Argentina owes over $40 billion to the International Monetary Fund. So far, a population hardened by decades of the economic crisis has refrained from the type of violent street protests that brought down Sri Lanka's insolvent government. However, the most likely future paths all involve significant amounts of pain.
Argentina's annual inflation rate reached its highest level in more than 30 years last year, nearly doubling prices -- its highest official annual figure since 1991 and the hyperinflation experienced in the late 1980s and early 1990s.
Last year, the Argentinian government tried to ease the people's cost of living by raising the interest rate of banks to 75% but that method did not work in favor of the people.
Argentina's inflation is increasing at a rate of 5.1% monthly, which is very concerning for Latin America's second-largest economy. Price increases in December were led by cost increases in restaurants, hotels, alcoholic beverages, and tobacco, which increased by more than 7%.
Argentina's foreign reserves are also depleting at an alarming rate. Because Argentina is not a fuel-producing country, it must import fuel from other countries, and the price of fuel reached a new high following the Ukraine conflict.
In December, International Monetary Fund extended a bailout package of $6 billion but it also failed miserably.
Looking at the unending misery, the Argentinian government last month collaborate with Brazil to lay the foundation of a common currency for all South American nations, the plan has been formalized but it will take some years to be fully implemented.

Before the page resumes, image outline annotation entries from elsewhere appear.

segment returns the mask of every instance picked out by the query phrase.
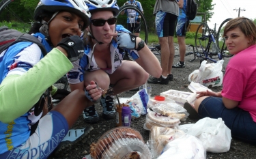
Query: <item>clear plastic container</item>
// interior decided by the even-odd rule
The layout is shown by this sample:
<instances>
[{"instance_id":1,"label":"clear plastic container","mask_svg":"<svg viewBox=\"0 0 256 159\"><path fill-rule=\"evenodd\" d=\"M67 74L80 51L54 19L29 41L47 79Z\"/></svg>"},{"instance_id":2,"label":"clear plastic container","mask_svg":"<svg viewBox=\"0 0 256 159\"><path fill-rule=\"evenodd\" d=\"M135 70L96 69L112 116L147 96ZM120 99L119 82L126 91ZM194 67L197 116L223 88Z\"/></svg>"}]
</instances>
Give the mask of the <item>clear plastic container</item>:
<instances>
[{"instance_id":1,"label":"clear plastic container","mask_svg":"<svg viewBox=\"0 0 256 159\"><path fill-rule=\"evenodd\" d=\"M90 151L94 159L125 159L134 153L141 159L152 158L139 132L123 126L105 132L93 147L91 145Z\"/></svg>"}]
</instances>

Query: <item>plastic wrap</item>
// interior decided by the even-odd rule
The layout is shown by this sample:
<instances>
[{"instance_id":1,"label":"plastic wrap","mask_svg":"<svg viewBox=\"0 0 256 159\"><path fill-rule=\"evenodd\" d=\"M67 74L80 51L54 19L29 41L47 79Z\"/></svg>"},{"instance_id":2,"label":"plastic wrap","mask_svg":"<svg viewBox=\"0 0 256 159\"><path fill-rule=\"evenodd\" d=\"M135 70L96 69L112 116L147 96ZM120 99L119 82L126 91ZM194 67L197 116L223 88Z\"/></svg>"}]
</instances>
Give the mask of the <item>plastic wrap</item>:
<instances>
[{"instance_id":1,"label":"plastic wrap","mask_svg":"<svg viewBox=\"0 0 256 159\"><path fill-rule=\"evenodd\" d=\"M153 158L156 158L161 154L165 145L185 133L179 130L169 128L154 126L150 133L149 145Z\"/></svg>"},{"instance_id":2,"label":"plastic wrap","mask_svg":"<svg viewBox=\"0 0 256 159\"><path fill-rule=\"evenodd\" d=\"M96 143L91 145L94 159L125 159L139 155L141 159L151 159L152 155L141 134L128 127L118 127L105 132Z\"/></svg>"},{"instance_id":3,"label":"plastic wrap","mask_svg":"<svg viewBox=\"0 0 256 159\"><path fill-rule=\"evenodd\" d=\"M125 104L130 106L132 118L138 118L141 115L147 114L147 104L149 97L147 89L143 89L137 91L131 98L119 98L119 102L120 104ZM118 104L117 100L115 100L115 104ZM116 107L117 108L117 105Z\"/></svg>"},{"instance_id":4,"label":"plastic wrap","mask_svg":"<svg viewBox=\"0 0 256 159\"><path fill-rule=\"evenodd\" d=\"M177 128L180 121L177 118L162 115L151 111L147 114L144 129L150 130L153 126Z\"/></svg>"},{"instance_id":5,"label":"plastic wrap","mask_svg":"<svg viewBox=\"0 0 256 159\"><path fill-rule=\"evenodd\" d=\"M166 98L163 101L157 101L150 99L147 106L154 112L165 116L177 118L181 121L186 121L189 115L189 113L183 106L168 98Z\"/></svg>"}]
</instances>

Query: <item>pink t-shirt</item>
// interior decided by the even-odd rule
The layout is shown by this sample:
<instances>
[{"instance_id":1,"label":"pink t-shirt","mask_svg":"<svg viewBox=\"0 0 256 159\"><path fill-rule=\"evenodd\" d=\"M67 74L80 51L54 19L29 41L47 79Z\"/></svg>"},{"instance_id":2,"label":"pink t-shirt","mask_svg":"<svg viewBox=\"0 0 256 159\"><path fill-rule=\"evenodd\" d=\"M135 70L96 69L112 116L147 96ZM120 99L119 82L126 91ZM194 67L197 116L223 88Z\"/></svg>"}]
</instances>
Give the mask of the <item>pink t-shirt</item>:
<instances>
[{"instance_id":1,"label":"pink t-shirt","mask_svg":"<svg viewBox=\"0 0 256 159\"><path fill-rule=\"evenodd\" d=\"M239 101L238 106L248 111L256 122L256 45L229 60L221 94L226 98Z\"/></svg>"}]
</instances>

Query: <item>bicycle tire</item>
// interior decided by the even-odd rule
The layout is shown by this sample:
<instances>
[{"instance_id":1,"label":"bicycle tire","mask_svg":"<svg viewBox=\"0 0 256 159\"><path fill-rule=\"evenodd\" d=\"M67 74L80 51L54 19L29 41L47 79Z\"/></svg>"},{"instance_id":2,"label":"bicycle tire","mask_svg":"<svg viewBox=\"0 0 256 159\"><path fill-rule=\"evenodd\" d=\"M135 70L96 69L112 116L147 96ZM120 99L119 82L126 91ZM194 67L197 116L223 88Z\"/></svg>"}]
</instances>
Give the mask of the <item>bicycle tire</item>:
<instances>
[{"instance_id":1,"label":"bicycle tire","mask_svg":"<svg viewBox=\"0 0 256 159\"><path fill-rule=\"evenodd\" d=\"M147 40L148 40L147 25L147 23L146 23L146 20L145 20L145 16L144 16L143 14L142 13L142 12L138 8L135 7L133 5L123 5L123 6L120 7L119 10L119 13L117 16L117 22L118 22L118 16L120 15L121 12L122 12L123 11L125 11L127 9L131 9L131 10L135 10L141 16L141 23L140 23L140 28L141 28L141 27L143 27L143 28L144 29L144 31L145 31L144 42L147 44Z\"/></svg>"},{"instance_id":2,"label":"bicycle tire","mask_svg":"<svg viewBox=\"0 0 256 159\"><path fill-rule=\"evenodd\" d=\"M201 33L200 33L201 29L202 29ZM208 44L209 38L203 38L206 37L206 35L209 33L209 31L210 29L208 25L204 23L201 23L197 29L195 37L195 47L197 50L197 56L199 56L198 53L201 55L200 56L203 56L203 52L205 51L206 46ZM204 40L201 40L201 38L203 38ZM203 42L204 42L204 44L201 43ZM203 47L203 45L205 46L205 47Z\"/></svg>"},{"instance_id":3,"label":"bicycle tire","mask_svg":"<svg viewBox=\"0 0 256 159\"><path fill-rule=\"evenodd\" d=\"M13 0L3 0L0 2L0 13L3 11L3 10L9 5Z\"/></svg>"},{"instance_id":4,"label":"bicycle tire","mask_svg":"<svg viewBox=\"0 0 256 159\"><path fill-rule=\"evenodd\" d=\"M0 21L3 22L3 25L14 29L19 29L20 27L18 26L24 24L23 29L19 31L27 33L31 27L34 9L23 9L20 12L20 8L18 7L17 9L16 6L18 2L14 0L2 0L0 2ZM23 16L24 14L27 16Z\"/></svg>"},{"instance_id":5,"label":"bicycle tire","mask_svg":"<svg viewBox=\"0 0 256 159\"><path fill-rule=\"evenodd\" d=\"M229 51L227 49L227 46L225 44L225 39L221 38L223 31L223 27L227 25L227 23L231 20L232 18L227 18L225 19L220 25L218 27L217 35L216 38L216 42L217 43L217 46L222 54L222 56L224 57L230 57L233 56L233 55L229 54Z\"/></svg>"}]
</instances>

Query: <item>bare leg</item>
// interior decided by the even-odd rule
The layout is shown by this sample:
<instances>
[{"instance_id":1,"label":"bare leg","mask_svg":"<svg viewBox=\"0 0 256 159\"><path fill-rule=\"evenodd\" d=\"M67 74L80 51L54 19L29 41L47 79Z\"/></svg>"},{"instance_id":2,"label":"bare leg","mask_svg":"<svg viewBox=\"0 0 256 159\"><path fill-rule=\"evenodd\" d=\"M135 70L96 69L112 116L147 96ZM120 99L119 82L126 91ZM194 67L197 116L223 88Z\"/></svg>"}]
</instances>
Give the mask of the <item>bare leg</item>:
<instances>
[{"instance_id":1,"label":"bare leg","mask_svg":"<svg viewBox=\"0 0 256 159\"><path fill-rule=\"evenodd\" d=\"M115 94L138 87L147 82L149 74L137 62L123 61L114 73L109 74Z\"/></svg>"},{"instance_id":2,"label":"bare leg","mask_svg":"<svg viewBox=\"0 0 256 159\"><path fill-rule=\"evenodd\" d=\"M158 38L159 44L161 46L161 67L162 69L162 75L167 76L168 68L170 59L170 48L167 37ZM173 48L174 49L174 48ZM173 59L173 57L172 57Z\"/></svg>"},{"instance_id":3,"label":"bare leg","mask_svg":"<svg viewBox=\"0 0 256 159\"><path fill-rule=\"evenodd\" d=\"M76 121L83 109L88 106L88 101L83 91L76 89L63 99L51 111L56 111L62 114L70 128Z\"/></svg>"},{"instance_id":4,"label":"bare leg","mask_svg":"<svg viewBox=\"0 0 256 159\"><path fill-rule=\"evenodd\" d=\"M172 66L173 64L173 59L174 59L174 54L175 54L173 36L168 37L168 45L169 45L169 48L170 56L169 57L167 74L171 74L171 69L172 69ZM162 50L161 50L161 54L162 54ZM164 74L162 74L165 76L166 76Z\"/></svg>"},{"instance_id":5,"label":"bare leg","mask_svg":"<svg viewBox=\"0 0 256 159\"><path fill-rule=\"evenodd\" d=\"M185 37L177 36L177 42L179 44L180 48L180 61L184 62L186 53Z\"/></svg>"}]
</instances>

Apart from that effort now Argentinian government has come up with another ambitious plan and the government launched a new currency note of 2,000-Peso to give relief to the people of Argentina.

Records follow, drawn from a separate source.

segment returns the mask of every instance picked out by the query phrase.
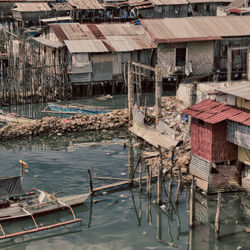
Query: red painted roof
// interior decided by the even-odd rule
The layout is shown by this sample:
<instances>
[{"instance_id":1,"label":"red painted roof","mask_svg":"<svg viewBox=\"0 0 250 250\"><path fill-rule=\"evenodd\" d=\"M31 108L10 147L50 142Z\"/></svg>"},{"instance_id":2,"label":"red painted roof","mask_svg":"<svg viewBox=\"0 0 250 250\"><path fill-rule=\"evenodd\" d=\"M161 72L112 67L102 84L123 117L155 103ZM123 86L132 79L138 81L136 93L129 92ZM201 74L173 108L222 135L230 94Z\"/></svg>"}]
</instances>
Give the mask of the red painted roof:
<instances>
[{"instance_id":1,"label":"red painted roof","mask_svg":"<svg viewBox=\"0 0 250 250\"><path fill-rule=\"evenodd\" d=\"M183 110L182 113L211 124L230 120L250 126L249 110L232 107L210 99L190 106Z\"/></svg>"}]
</instances>

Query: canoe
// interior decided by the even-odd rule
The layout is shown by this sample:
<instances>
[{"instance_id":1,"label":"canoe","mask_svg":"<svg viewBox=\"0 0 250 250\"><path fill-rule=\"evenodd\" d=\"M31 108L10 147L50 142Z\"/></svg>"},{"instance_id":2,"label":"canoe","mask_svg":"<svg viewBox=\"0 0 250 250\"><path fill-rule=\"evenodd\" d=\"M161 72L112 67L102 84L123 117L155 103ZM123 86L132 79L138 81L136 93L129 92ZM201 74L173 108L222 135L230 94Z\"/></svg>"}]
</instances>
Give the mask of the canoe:
<instances>
[{"instance_id":1,"label":"canoe","mask_svg":"<svg viewBox=\"0 0 250 250\"><path fill-rule=\"evenodd\" d=\"M26 197L24 200L20 200L19 202L10 203L9 206L6 206L6 208L1 208L0 222L68 209L69 207L83 204L89 196L89 194L79 194L60 198L48 198L50 194L44 191L40 192L41 193L38 197L32 198L31 200ZM40 200L41 196L45 197L44 201Z\"/></svg>"},{"instance_id":2,"label":"canoe","mask_svg":"<svg viewBox=\"0 0 250 250\"><path fill-rule=\"evenodd\" d=\"M0 110L0 121L7 123L32 123L36 120L28 117L19 116L16 113L4 113Z\"/></svg>"},{"instance_id":3,"label":"canoe","mask_svg":"<svg viewBox=\"0 0 250 250\"><path fill-rule=\"evenodd\" d=\"M48 103L51 111L64 114L84 114L97 115L111 112L107 107L95 107L87 105L61 105L57 103Z\"/></svg>"}]
</instances>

Could the 2000-Peso Save Argentina's Economy?
Argentina will issue a new currency note worth $11 in response to the country's soaring inflation - the announcement was made by the country's Central Bank.

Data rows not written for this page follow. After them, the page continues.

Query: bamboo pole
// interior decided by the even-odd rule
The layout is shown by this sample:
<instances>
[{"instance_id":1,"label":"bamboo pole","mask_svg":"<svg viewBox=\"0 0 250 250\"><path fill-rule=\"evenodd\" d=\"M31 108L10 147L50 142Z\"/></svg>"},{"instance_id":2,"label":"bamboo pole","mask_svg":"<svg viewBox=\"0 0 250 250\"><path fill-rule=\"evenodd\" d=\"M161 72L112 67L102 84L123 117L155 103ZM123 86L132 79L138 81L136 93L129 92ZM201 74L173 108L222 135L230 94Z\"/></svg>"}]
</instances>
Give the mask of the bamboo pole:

Right now, the country's highest bill is 1000-Peso and it is worth $2.70 in the open market and exchanges. Argentina's current currency was introduced in 1992 with a value of one US dollar. But the fixed exchange rate system was abandoned following the country's financial crisis in 2001 and 2002.
Since then, the country's peso has plummeted to the point where it is no longer worth a note and is as cheap as white paper litter on the road.
Why do countries issue higher currency notes during periods of acute inflation?
The introduction of higher denomination currency notes always indicates uncontrolled inflation.
Inflation is the depreciation of money. Money lost its value quickly, and sometimes it crashed like a house of cards. The economy becomes irrelevant on the global stage. Something that happened in Sri Lanka and is now happening in Pakistan.
When a country's currency loses value, the country's commodity prices rise so quickly that an individual's income cannot keep up.
There are two reasons for commodity prices soaring:
1. Reduction in supply
2. Increase in demand
People would prefer larger currency notes to purchase items now that everything is so expensive. It is much easier to purchase a Rs 10,000 item with a few Rs 2000 notes rather than a Rs 100 currency note. This raises the demand for high-value currency notes. When this situation becomes extreme, it is referred to as hyperinflation. In Zimbabwe in 2007-08, this occurred. The highest currency bill in Zimbabwe was a $100 trillion Zimbabwe dollar note.
The market's reaction to the new currency note will be determined by the passage of time; the outcome is yet to be seen.